Abajo, en la biblioteca, Laura siguió a Lightman por los pasillos de parqué que atravesaban de punta a punta la sala principal, entre hileras de inmensas estanterías de madera de roble. Llegaron al fondo de la sala y Lightman cruzó una puerta muy alta. Tomaron el pasillo que se abría a la izquierda, giraron a la derecha para atravesar un pasadizo abovedado, y entraron en otra sala, igual que la principal pero de dimensiones más reducidas. A mitad de camino Lightman giró de nuevo a la derecha y se detuvo delante de unas estanterías de la pared. Frente a ellas había una mesa grande, con un ordenador. Esa zona de la biblioteca estaba desierta.

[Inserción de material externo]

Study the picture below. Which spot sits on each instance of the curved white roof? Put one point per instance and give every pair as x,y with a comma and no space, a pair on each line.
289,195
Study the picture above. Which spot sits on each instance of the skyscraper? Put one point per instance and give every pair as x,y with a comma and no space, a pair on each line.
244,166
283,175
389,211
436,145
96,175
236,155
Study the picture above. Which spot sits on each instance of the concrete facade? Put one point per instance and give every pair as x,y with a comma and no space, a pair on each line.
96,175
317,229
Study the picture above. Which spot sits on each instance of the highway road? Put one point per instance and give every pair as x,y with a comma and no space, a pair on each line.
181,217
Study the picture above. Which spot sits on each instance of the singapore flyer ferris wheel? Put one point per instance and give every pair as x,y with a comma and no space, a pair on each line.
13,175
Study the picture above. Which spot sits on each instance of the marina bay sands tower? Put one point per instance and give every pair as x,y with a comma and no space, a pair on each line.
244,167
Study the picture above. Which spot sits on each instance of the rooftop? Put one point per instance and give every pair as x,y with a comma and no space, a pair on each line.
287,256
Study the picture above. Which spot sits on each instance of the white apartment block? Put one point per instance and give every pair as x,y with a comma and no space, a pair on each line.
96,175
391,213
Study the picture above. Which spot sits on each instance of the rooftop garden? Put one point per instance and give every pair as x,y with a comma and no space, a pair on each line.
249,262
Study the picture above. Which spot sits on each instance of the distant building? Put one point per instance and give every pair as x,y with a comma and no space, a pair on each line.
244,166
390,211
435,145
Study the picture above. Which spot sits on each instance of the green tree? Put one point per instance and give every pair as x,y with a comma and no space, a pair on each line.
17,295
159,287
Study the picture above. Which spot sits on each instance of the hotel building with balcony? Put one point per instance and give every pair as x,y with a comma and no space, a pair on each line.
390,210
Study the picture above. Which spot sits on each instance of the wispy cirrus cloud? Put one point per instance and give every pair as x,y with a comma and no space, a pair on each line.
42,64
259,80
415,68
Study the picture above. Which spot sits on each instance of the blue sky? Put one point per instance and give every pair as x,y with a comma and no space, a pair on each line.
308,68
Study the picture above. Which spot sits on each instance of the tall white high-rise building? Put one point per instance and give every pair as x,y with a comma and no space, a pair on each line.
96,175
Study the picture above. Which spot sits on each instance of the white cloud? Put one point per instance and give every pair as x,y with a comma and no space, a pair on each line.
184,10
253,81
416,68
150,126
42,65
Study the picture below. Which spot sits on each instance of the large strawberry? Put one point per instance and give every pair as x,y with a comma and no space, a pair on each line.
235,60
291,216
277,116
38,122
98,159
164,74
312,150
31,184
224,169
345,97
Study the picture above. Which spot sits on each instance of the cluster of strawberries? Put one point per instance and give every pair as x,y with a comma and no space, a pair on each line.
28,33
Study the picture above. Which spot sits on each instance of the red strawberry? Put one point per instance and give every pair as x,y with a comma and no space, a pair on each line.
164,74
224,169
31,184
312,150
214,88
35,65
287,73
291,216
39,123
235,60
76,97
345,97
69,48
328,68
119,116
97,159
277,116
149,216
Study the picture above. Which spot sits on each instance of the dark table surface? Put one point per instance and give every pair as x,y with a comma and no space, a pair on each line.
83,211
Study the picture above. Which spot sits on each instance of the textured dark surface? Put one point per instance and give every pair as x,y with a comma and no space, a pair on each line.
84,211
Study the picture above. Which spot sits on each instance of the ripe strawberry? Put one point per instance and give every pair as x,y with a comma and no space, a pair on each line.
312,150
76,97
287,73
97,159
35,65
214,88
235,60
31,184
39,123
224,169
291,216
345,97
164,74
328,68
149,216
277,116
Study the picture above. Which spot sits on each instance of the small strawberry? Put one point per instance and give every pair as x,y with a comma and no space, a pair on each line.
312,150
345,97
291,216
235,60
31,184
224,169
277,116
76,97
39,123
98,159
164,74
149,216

—Ésta es la sección —dijo Lightman, y se puso a revisar los estantes—. Creo que aquí encontrarás lo que andas buscando. Si necesitas algo, la señora Sitwell está a la vuelta de la esquina —señaló hacia el fondo de la sala—. Conoce esta sección como la palma de la mano. Pero, si quieres más información, no dudes en pedírmela. Arriba me espera un poco de papeleo engorroso. —Se inclinó hacia ella y le dio un pellizco suave en la mejilla—. Antes de irte, pasa a decirme adiós.

Laura tomó asiento y se quedó mirando todos aquellos libros. De repente, sintió una punzada de remordimiento por haberle contado semejante trola al viejo. Pero tampoco tenía muchas opciones, razonó.

No tenía muy claro lo que estaba buscando y cogió del estante un libro titulado Ancient Coins, publicado por Oxford University Press. Sacó la copia de la fotografía que Philip le había impreso y el cuaderno en el que había dibujado grosso modo el reverso de la moneda.

A los pocos minutos estaba al corriente de que, si bien las primeras acuñaciones de la historia se atribuyen a los griegos, las monedas más antiguas que se conocen proceden de la región de Licia, en Asia Menor. Se encontraron debajo de un templo del siglo VI a. C. dedicado a Artemisa. Por el aspecto, las monedas halladas en las dos escenas del crimen podrían haber salido de Egipto, pero el libro no ofrecía información alguna sobre monedas antiguas procedentes de dicho rincón del mundo.

Bajó otro tomo de la estantería: Coins of Antiquity, de Luther Neumann. Casi al principio del libro había un par de párrafos especulativos sobre monedas egipcias y sobre piezas del período inmediatamente posterior a la absorción de Egipto por el Imperio romano. De todos modos, la información no parecía muy relevante y el autor del libro apenas daba una breve explicación sobre la posibilidad de que el diseño de las primeras monedas de Egipto fuese obra de alquimistas y ocultistas, obsesionados con el oro y con otros metales preciosos. Bajo el reinado de determinados faraones, esos hombres habían sido magos de la Corte.

Estaba a punto de colocar el libro en su sitio, cuando de pronto se le ocurrió una extraña idea relacionada con algo que James acababa de decirle.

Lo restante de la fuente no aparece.